Kim walks away from the conversation, Marcus pretends like he didn’t start this whole thing and is entirely blameless, and we’re left with Venus going after Gabby, a girl with extensions so bad she couldn’t secure a reality TV bag. Again, is this real or is this Memorex? (So, Audrey, Memorex was this brand of tape that we used to record songs off the radio and … know what? Never mind.) I can’t believe it’s real because it’s so dumb, but it’s so dumb it has to be real. 

Thank the Catholic Jesus for these stupid friend fights because the romance they’re trying to push on these kids is boring. Chris and Jason are fun to look at, but their personalities give me an intense case of the yawns. Chris goes on a horse-riding date with Audrey, and my loins were leaky the whole time, but you might as well have just put it on mute and diddled a bit because otherwise the scene gave nothing. Jason flirts with Angelica on the rooftop and it was like visual melatonin. I just didn’t care at all. 

We’re having a bit more luck, and only a little bit, with Shayne and Natalie. They go on a rock-climbing date and it was super snoozy except Shayne told us a story about his past and it was a doozy. Apparently, right after he signed his first modeling contract, he and his best friend were “meeting with some guys,” and they got in a fight. His friend took out a gun and started blindly shooting, and instead of hitting the other guys, he shot Shayne three times, puncturing his lung, breaking his spine, and paralyzing him. Not since we heard Katie Maloney Schwartz Maloney tell us about the time she fell through a skylight and broke her back have I had more questions that will never be answered. Like why were they meeting? What was the fight about? Why was the friend shooting without looking? Does any of this have to do with why Shayne is sober? I mean, I need to know it all, but also have no interest because I’m afraid of the answers. Shayne says he busts out this story to make girls feel for him and lure them in, but, honey, this story has more red flags than a souvenir shop at the Zurich airport. I would hear this story on a date and ghost him in real time. 

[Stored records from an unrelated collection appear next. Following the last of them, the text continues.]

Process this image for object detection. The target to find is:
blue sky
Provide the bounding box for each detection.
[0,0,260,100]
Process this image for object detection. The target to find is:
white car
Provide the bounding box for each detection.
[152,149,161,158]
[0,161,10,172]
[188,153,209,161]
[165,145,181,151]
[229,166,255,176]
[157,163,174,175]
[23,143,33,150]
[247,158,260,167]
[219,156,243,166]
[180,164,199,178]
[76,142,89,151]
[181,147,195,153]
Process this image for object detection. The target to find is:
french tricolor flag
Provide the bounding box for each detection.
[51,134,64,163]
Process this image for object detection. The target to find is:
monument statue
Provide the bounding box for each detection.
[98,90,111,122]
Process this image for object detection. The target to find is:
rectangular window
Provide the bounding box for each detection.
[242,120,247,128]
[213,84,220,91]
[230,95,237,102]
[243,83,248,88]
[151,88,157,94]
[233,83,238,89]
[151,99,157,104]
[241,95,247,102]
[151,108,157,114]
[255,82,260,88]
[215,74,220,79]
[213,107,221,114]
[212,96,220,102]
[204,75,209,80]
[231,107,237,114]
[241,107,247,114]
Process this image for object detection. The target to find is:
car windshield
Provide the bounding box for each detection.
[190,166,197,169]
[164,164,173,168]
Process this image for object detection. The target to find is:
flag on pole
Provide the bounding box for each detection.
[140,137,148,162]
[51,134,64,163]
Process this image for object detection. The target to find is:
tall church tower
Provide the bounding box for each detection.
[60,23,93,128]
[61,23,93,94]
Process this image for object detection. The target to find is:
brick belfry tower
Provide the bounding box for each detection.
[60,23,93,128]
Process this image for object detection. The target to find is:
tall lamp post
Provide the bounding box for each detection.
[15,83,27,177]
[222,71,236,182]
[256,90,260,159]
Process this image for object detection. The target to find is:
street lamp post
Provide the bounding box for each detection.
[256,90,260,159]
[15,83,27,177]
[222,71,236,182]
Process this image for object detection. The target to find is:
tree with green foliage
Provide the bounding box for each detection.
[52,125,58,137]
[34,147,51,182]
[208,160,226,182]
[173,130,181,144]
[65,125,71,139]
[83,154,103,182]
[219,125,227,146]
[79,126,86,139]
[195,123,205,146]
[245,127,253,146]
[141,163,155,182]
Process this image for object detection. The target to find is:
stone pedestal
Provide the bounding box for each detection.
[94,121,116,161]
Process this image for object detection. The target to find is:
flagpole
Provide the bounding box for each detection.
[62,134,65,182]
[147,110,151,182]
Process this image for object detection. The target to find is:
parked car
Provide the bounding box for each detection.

That’s basically what happens when he talks to Natalie at the pool party and wonders why she is flirting with other guys. He says he thinks that communication is key in a relationship. She says that she just falls for guys and gets into a relationship immediately, and they never have to communicate. I mean, they are both clearly wrong. I agree with Natalie that they’re at a stage where they should just be flirting and seeing what happens, but I think Shayne is right that Natalie ends up in these short relationships because she never talks about her emotional needs. Still, I don’t really care about any of this. It seems like this romance was determined not by lust but by Lisa Vanderpump with her producer’s cap on. (Her producer’s cap is an overly realistic mask of Ken Todd.) What annoys me about these scenes is that it feels like Love Island, where it’s people talking more about how they are in relationships than showing us what their relationships could actually be like. At least Kim and Marcus are showing us the mess rather than playing it out in slow motion, in bathing suits, lying by a pool, like the only celebrity they know is Nicolandria.

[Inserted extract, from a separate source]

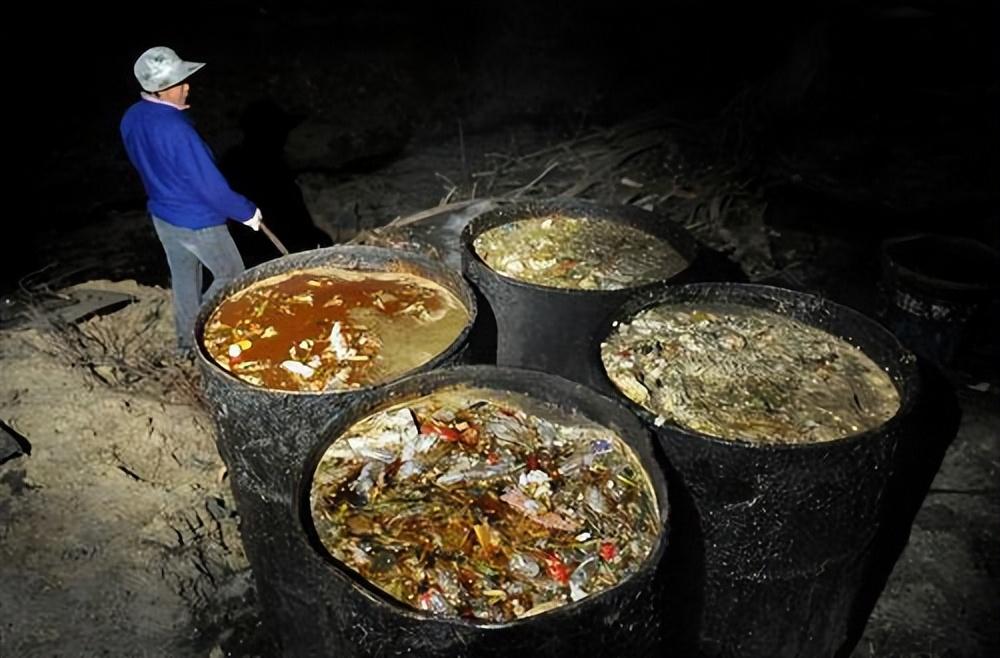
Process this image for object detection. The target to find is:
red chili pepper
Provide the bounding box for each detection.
[545,554,569,584]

As Natalie walks away from Shayne, possibly for good, and as Venus and some entity named Gabby lunge for each other, Katie Maloney Schwartz Maloney plucks out her earbuds, pulls her sunglasses off her cunty little bob, closes her copy of The Shards, and packs up her bag. Her favorite rooftop is, once again, ruined. She puts her manicured feet into her slides and half shuffles toward the elevator, wondering who is going to validate her parking. She doesn’t have any time for this. She knows how this starts and, more importantly, she knows how it ends. As she’s making her way out of this melee, away from this group forever, she spots a skylight just behind the glass wall that encloses the pool area. She stares at it like she knows its soul, like they’re old friends. She knows the crash is coming, but this time, she doesn’t want to be anywhere near it.